1. A lens unit comprising:

a holding frame that holds a lens;

a movement actuator that moves the holding frame, which is connected to a moving member that moves linearly relative to a stator, when drive force is generated, and does not prevent the moving member from moving relative to the stator when the moving member is stopped; and

a braking actuator that stops the moving member from moving relative to the stator, using frictional force, when the movement actuator is not generating the drive force, and decreases the frictional force when the movement actuator generates the drive force.

2. The lens unit according to claim 1, wherein

the braking actuator includes a piezoelectric element that extends or contracts when voltage is applied thereto.

3. The lens unit according to claim 2, wherein

when the movement actuator is not generating the drive force, the piezoelectric element expands in a manner to press the moving member and the stator against each other and create the frictional force between the moving member and the stator.

4. The lens unit according to claim 2, wherein

when the movement actuator is not generating the drive force, the piezoelectric element contracts in a manner to press the moving member and the stator against each other and create the frictional force between the moving member and the stator.
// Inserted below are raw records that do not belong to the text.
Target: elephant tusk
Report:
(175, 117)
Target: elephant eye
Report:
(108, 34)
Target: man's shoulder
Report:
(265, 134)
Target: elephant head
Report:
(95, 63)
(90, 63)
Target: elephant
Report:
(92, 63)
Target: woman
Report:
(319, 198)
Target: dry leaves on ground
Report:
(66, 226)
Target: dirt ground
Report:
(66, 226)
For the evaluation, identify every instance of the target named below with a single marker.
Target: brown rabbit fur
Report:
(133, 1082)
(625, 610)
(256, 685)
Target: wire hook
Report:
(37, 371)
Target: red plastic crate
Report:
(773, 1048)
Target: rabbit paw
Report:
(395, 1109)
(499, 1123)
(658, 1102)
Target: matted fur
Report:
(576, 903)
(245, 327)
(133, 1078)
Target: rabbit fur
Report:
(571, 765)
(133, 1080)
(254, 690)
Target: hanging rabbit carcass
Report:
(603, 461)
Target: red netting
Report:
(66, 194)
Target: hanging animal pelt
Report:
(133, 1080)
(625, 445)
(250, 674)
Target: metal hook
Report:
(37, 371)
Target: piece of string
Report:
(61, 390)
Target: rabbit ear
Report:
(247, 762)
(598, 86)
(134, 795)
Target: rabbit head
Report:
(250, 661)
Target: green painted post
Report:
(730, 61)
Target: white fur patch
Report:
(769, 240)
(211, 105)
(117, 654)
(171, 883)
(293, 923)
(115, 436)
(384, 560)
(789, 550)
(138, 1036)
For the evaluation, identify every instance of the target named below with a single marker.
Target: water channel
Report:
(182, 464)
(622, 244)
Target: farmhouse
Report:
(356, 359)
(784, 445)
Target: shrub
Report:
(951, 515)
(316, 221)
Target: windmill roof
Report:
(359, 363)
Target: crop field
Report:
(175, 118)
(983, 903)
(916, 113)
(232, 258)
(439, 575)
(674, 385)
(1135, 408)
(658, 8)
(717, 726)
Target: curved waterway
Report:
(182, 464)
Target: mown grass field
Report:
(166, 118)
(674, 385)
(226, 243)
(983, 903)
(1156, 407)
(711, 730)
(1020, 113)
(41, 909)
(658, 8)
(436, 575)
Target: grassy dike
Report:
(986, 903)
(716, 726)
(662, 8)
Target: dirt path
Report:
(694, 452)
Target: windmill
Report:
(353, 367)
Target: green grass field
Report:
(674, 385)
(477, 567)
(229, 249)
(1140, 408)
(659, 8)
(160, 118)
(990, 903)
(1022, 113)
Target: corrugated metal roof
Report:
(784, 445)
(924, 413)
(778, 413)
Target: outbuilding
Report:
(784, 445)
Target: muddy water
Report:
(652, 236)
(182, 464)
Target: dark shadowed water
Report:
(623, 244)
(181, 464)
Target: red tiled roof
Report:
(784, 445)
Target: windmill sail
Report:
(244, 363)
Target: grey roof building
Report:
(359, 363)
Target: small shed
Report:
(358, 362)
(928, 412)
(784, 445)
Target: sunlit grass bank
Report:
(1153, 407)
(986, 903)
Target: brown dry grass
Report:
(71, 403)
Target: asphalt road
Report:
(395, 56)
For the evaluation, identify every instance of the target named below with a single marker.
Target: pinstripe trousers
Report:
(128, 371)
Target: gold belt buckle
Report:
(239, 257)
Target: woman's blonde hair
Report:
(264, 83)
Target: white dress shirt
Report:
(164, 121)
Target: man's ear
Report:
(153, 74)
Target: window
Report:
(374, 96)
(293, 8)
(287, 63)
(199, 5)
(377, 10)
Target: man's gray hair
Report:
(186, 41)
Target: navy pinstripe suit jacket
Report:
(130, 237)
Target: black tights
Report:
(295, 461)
5. The lens unit according to claim 2, wherein

the braking actuator operates according to power supplied in parallel to the braking actuator and the movement actuator.

6. The lens unit according to claim 1, wherein

the braking actuator includes bimetal that is deformed by heat.

7. The lens unit according to claim 1, wherein

the braking actuator is a shape memory alloy that returns to a memorized shape when heated to a transition temperature.

8. The lens unit according to claim 6, wherein

the braking actuator operates according to heat propagated from the movement actuator.

9. The lens unit according to claim 6, wherein

the braking actuator operates according to a heater that raises the temperature according to power supplied in parallel to the braking actuator and the movement actuator.

10. The lens unit according to claim 1, wherein

the braking actuator includes a control section that, when the movement actuator is not generating the drive force, causes the moving member and the stator to press against each other to generate frictional force between the moving member and the stator.

11. The lens unit according to claim 10, wherein

the control section presses the moving member against the stator using a bias force generated by an elastic component.

12. The lens unit according to claim 1, wherein

the braking actuator includes a control section that, when the movement actuator is not generating the drive force, causes the braking actuator to contact both the moving member and the stator to generate frictional force between the braking actuator and the moving member and between the braking actuator and the stator.

13. The lens unit according to claim 10, wherein

the control section prevents the moving member from moving relative to the stator using a bias force generated by an elastic component.

14. The lens unit according to claim 1, wherein

the direction of the drive force generated by the movement actuator is the direction of an optical axis of the lens, and

the direction of the frictional force generated by the braking actuator includes a component in a direction substantially orthogonal to the optical axis of the lens.

15. An image capturing apparatus comprising the lens unit of claim 1.